Síntese do 2º Dia das Jornadas

Síntese do 2º Dia das Jornadas

Duas conferências marcaram o último dia das jornadas de atualização para leigos e consagrados na diocese do Funchal, realizadas entre 24 e 26 de janeiro, na igreja do Colégio.
A primeira, a partir da exortação do Papa Francisco  - “A alegria do Evangelho”, esteve a cargo do professor e sacerdote  Alexandre Palma, do Patriarcado de Lisboa; e a segunda foi proferida pelo padre Rui Pontes, do Secretariado diocesano da Família, sobre  a Exortação apostólica pós-sinodal - “A alegria do Amor”, também do Papa Francisco.
A conferência  do  padre Alexandre Palma centrou-se na “vida e no testemunho eclesiais”,  com base na “conversão” pessoal e comunitária, “conversão pastoral e missionária”,  que para ser concretizada precisa de “discernimento, bússolas, balizas, critérios, princípios”, lembrou  orador.  A este propósito, apresentou um conjunto de “sete critérios” ou “ferramentas”, sem os quais não será possível a Igreja “adaptar-se aos novos desafios”, tal como propõem o Evangelho e o Papa Francisco:
-1º : “Uma Igreja em saída”, no sentido em que “é preciso ir ao encontro dos que hoje não procuram a Igreja”; não basta, ou “não é suficiente” ficar apenas com as práticas tradicionais, como a “catequese” e a “caridade”; exige-se mais dos crentes que devem promover a “saída por Deus e para os outros;  o crente não fica à espera, mas provoca o acontecimento;  a Igreja não é espectadora, mas toma a iniciativa, acompanha e festeja.
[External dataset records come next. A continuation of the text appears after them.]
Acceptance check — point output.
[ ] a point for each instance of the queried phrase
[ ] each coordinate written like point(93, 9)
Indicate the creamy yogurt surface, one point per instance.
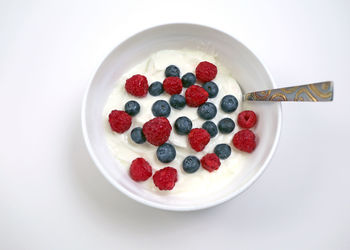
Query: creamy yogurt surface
point(201, 182)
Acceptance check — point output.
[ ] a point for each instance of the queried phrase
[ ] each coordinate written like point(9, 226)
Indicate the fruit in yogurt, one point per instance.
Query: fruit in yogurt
point(190, 164)
point(246, 119)
point(137, 85)
point(161, 108)
point(210, 162)
point(229, 103)
point(188, 80)
point(120, 121)
point(196, 95)
point(137, 135)
point(140, 170)
point(206, 71)
point(183, 125)
point(207, 111)
point(211, 88)
point(177, 101)
point(226, 125)
point(165, 178)
point(172, 85)
point(174, 148)
point(244, 140)
point(156, 88)
point(198, 139)
point(157, 130)
point(132, 108)
point(223, 151)
point(211, 128)
point(166, 153)
point(172, 70)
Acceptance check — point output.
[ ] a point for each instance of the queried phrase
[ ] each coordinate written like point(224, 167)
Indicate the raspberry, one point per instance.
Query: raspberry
point(246, 119)
point(196, 96)
point(210, 162)
point(120, 121)
point(206, 71)
point(140, 170)
point(198, 138)
point(157, 130)
point(137, 85)
point(172, 85)
point(165, 178)
point(244, 140)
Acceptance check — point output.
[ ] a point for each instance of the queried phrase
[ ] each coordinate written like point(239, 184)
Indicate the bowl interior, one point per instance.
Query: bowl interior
point(246, 69)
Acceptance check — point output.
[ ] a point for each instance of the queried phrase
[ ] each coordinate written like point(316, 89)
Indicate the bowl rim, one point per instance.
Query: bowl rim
point(144, 201)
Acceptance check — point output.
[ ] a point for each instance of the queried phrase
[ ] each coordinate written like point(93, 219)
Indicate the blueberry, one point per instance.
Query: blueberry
point(156, 88)
point(190, 164)
point(166, 153)
point(183, 125)
point(188, 79)
point(229, 103)
point(137, 135)
point(211, 88)
point(132, 108)
point(177, 101)
point(161, 108)
point(211, 128)
point(207, 111)
point(223, 151)
point(226, 125)
point(172, 70)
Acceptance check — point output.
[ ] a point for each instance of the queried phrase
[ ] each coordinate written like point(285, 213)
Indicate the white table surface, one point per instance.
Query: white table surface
point(52, 196)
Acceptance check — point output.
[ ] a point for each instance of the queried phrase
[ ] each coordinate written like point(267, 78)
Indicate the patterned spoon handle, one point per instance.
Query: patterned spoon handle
point(314, 92)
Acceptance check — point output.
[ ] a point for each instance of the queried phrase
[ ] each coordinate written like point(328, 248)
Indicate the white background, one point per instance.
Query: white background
point(53, 197)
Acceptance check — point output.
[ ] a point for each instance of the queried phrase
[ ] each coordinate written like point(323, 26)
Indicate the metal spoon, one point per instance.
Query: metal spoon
point(314, 92)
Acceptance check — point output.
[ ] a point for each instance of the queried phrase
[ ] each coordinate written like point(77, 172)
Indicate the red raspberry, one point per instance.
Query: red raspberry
point(120, 121)
point(244, 140)
point(137, 85)
point(172, 85)
point(210, 162)
point(246, 119)
point(140, 170)
point(206, 71)
point(198, 138)
point(157, 130)
point(165, 178)
point(196, 96)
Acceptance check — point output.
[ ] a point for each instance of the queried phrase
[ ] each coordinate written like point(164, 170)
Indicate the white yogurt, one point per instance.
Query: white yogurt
point(125, 150)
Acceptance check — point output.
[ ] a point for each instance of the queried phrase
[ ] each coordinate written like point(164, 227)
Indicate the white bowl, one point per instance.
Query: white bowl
point(246, 68)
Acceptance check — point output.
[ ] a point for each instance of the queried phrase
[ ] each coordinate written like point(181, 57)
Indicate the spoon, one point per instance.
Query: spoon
point(314, 92)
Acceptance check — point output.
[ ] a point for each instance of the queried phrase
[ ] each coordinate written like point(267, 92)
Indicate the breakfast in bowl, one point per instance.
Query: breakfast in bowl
point(166, 122)
point(177, 124)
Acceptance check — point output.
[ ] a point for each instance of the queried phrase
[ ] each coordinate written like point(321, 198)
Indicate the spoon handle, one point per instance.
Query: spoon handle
point(314, 92)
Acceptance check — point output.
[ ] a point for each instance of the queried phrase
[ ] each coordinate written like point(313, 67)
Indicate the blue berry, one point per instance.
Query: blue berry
point(177, 101)
point(132, 108)
point(211, 128)
point(229, 103)
point(137, 135)
point(161, 108)
point(156, 88)
point(211, 88)
point(166, 153)
point(183, 125)
point(223, 151)
point(190, 164)
point(207, 111)
point(188, 79)
point(172, 70)
point(226, 125)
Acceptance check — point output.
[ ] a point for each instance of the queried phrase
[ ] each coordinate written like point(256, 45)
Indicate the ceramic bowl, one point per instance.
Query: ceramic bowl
point(246, 68)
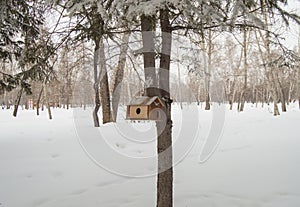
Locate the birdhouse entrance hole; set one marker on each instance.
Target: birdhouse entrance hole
(138, 111)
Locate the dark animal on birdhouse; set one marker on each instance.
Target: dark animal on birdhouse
(145, 108)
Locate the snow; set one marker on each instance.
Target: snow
(61, 163)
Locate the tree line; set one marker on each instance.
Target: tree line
(101, 53)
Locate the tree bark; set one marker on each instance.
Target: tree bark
(243, 94)
(119, 75)
(39, 100)
(96, 84)
(17, 102)
(104, 87)
(147, 23)
(164, 142)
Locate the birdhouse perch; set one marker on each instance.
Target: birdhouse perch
(145, 108)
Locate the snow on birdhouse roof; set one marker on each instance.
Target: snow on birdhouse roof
(144, 100)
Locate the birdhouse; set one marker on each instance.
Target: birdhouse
(145, 108)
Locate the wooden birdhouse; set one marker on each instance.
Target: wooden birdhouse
(145, 108)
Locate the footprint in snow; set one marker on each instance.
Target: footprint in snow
(120, 145)
(78, 192)
(54, 156)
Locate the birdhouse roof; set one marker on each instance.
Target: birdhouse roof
(144, 100)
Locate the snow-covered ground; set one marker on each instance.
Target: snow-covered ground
(66, 162)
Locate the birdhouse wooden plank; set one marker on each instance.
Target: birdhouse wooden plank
(145, 108)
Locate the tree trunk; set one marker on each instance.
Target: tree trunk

Este é o paradigma da Igreja em saída”, como indica o Papa Francisco.
- 2º: A “sinodalidade” – palavra que vem de “sínodo” e cujo significado é “caminho conjunto”. Como “critério” para pôr em prática a “conversão”,  a “sinodalidade é algo permanente na Igreja”, caminhada “conjunta” que  se faz “todos os dias”, em  “comunhão” e “partilha”, porque a Igreja é “corpo de Cristo”, tem “muitos membros”.  Apesar de tudo, “a sinodalidade ainda não entrou na consciência dos nossos cristãos”, mas precisamos  da “capacidade de caminhar juntos, sem deixar ninguém para trás”, alertou o padre Alexandre Palma.
-3.º: “Tempo”,  outro “critério” indispensável para nos “orientarmos” em relação à proximidade com os que “estão mais perto ou mais longe, sem excluir ninguém”, pois, “o tempo  é maior do que o espaço”.
-4.º: “Unidade”, que deve “prevalecer” sobre todas as “divisões, os conflitos, as tensões”, porque, mais “fundo” do que todas estas situações “está algo que nos une”.
- 5.º: “Realidade”, que nos ajuda a ver o “real” tal como existe, as “pessoas reais” da comunidade, ultrapassando “teorias”. Às vezes, “nos projetos pastorais partimos do ideal, mas o que deve prevalecer é a realidade”, como ensina o “sadio realismo do Evangelho”.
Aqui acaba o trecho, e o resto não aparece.